Faculty of law blogs / UNIVERSITY OF OXFORD

Capital Allocation Efficiency of Firms Outside the Business Group

Author(s)

Yunxiao Liu
Woochan Kim
Taeyoon Sung

Studies on business groups have increased significantly in the past two decades, and the specific research questions motivating them have broadened over time. However, the existing literature scarcely investigates the influence that business groups exert on other economic sectors. Business groups do not exist in a vacuum; they coexist with other types of firms and compete against one another in product and input markets. Business group firms’ successful input mobilization may actually imply a lack of necessary input for non-affiliated firms and the disruption of their investments in a country with scarce capital and labor input. Efficient capital allocation within business groups, in other words, may not guarantee economy-wide capital allocation efficiency. However, existing literature on business groups is virtually silent on this subject.

This study fills this gap in literature by investigating the association between business groups’ influence and the capital allocation efficiency of firms outside the business group. We specifically ask the following questions: Can firms without group affiliations efficiently allocate capital in industries with dominant group-affiliated firms? If not, is this due to the group-affiliated firm’s ability to mobilize capital from its internal capital market? If the financial constraint is what matters, can a country’s financial market development or stronger investor protection alleviate such a negative spillover effect from business groups? Would non-affiliated firms in industries without collateral or internal equity capital suffer more?

We answer these questions by sampling Korean firms from 1987 to 2010, as Korea provides an ideal setting to investigate our research questions for many reasons. Our empirical analyses begin with the construction of an index that captures the influence of Large Business Groups (‘LGBs’) in each industry. We name this index the Business Group Strength and Dominance Index (‘BSDI’). As its name suggests, the index captures two distinct features: the collective size of the LBGs’ internal capital market (‘strength’) and their collective market share (‘dominance’) in a particular industry. Using this index, we find a number of noteworthy results.

First, we discover evidence consistent with the perception that large business groups can harm capital allocation efficiency outside the LBG, and that this is primarily accomplished by imposing greater financial constraints upon non-LBG firms. Specifically, we find that the industry-level capital allocation efficiency of non-LBG firms is negatively associated with the BSDI during a period characterized by an underdeveloped financial market and weak investor protection (ie, before the 1997–1998 Asian financial crisis), but not during a later period.

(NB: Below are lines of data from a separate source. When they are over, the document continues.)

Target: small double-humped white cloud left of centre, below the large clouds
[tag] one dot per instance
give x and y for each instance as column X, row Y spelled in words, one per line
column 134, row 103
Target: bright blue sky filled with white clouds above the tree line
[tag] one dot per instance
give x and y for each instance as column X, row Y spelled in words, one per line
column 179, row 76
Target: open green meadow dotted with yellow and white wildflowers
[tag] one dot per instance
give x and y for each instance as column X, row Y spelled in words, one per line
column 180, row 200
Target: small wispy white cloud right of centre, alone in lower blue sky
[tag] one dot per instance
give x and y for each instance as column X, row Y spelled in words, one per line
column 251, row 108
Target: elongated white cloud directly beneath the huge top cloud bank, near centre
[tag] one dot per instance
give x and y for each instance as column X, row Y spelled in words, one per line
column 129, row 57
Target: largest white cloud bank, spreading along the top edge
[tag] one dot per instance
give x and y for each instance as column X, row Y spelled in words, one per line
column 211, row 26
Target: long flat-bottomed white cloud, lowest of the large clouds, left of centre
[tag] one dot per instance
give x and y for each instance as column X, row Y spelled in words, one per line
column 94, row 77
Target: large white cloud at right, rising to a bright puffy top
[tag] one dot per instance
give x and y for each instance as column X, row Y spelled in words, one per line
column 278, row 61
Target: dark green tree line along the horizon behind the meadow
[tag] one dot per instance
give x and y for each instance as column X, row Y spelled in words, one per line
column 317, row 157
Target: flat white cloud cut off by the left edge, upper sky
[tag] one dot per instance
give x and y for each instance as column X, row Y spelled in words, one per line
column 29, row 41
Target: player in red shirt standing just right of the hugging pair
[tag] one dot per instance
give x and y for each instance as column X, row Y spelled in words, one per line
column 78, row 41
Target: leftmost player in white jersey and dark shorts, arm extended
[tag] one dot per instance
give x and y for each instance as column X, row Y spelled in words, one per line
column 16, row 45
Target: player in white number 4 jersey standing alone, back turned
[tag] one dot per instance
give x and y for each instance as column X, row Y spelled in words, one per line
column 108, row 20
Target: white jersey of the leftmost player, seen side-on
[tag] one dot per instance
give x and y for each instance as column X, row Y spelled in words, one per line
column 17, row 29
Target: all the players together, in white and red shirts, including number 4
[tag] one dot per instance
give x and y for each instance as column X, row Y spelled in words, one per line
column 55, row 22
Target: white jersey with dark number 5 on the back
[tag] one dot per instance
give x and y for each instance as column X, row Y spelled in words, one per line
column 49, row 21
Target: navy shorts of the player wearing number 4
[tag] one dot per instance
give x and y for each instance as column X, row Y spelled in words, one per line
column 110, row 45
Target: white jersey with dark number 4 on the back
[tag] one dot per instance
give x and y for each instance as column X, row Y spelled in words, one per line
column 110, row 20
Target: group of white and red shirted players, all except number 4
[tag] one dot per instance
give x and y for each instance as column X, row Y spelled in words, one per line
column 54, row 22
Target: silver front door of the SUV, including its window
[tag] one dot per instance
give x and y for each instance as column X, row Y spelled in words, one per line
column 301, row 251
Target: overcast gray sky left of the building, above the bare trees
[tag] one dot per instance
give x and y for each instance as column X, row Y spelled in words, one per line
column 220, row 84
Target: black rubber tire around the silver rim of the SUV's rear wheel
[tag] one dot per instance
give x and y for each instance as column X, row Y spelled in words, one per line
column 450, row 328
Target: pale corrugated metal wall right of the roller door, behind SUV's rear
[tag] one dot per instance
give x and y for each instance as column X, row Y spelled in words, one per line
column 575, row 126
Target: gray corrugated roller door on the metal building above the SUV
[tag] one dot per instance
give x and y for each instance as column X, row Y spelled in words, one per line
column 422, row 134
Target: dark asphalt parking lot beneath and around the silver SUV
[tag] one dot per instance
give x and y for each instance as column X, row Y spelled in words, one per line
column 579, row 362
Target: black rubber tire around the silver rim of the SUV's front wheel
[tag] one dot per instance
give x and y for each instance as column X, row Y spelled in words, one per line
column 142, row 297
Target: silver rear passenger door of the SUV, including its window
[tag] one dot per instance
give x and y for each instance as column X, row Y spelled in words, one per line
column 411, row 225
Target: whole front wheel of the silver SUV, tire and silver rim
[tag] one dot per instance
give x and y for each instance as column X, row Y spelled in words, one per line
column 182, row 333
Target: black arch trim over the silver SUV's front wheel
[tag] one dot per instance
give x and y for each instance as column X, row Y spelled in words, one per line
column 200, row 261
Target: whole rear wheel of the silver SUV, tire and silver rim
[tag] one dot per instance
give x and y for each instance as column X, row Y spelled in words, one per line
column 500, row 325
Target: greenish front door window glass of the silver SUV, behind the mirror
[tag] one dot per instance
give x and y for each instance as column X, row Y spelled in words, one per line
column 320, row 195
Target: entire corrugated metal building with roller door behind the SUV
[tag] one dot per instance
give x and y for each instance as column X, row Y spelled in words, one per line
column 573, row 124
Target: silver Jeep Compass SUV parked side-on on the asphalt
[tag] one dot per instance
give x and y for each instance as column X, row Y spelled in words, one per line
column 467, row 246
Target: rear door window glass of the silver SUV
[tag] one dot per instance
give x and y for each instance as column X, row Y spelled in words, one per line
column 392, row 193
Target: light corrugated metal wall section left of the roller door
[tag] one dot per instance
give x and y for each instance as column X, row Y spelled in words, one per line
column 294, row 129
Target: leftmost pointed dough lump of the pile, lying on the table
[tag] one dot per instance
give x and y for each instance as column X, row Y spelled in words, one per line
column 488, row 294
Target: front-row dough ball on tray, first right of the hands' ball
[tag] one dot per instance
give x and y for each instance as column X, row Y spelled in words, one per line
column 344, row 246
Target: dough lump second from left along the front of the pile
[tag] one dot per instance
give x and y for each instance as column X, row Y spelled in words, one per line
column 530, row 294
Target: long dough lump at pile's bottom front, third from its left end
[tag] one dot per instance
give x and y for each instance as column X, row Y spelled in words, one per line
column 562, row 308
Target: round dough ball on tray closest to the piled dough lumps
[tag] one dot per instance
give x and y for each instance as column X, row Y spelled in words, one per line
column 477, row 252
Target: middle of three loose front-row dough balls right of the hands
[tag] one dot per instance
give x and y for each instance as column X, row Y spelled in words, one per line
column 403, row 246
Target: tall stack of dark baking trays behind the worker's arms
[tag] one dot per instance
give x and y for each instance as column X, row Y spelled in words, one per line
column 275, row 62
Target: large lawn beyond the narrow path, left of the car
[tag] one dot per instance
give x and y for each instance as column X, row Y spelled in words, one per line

Second, to see if BSDI causes non-LBG firms’ capital allocation inefficiency and not vice versa, we limit our analyses to the component of BSDI that is exogenous to non-LBG firms’ capital expenditure, and find that the negative association strengthens. We believe that the collective size of LBGs’ strength is exogenous to non-LBG firms’ capital expenditures. It is difficult to imagine that non-LBG firms’ underinvestment in a particular industry would trigger LBGs to increase their internal capital markets – measured as the sum of the book assets of member firms (excluding the firm in the industry under investigation) – by acquiring firms in other industries or increasing the asset size of existing group firms in other industries.

Third, to further emphasize that our finding comes from greater financial constraint, we conduct many subsample tests to discover that the negative association between BSDI and non-LBG firms’ capital allocation efficiency is stronger in industries that may lack collateral (ie, low asset tangibility) or internal equity capital (low cash flows).

Fourth, we observe evidence that low capital allocation efficiency translates into lower profitability. Specifically, we discover that the BSDI predicted both non-LBG firms’ lower profitability and LBG firms’ higher profitability before the Asian financial crisis – but not so much thereafter.

Yunxiao Liu is Professor at the College of Management and Economics, Tianjin University, Woochan Kim is Professor at the Korea University Business School, and Taeyoon Sung is Professor at the School of Economics, Yonsei University.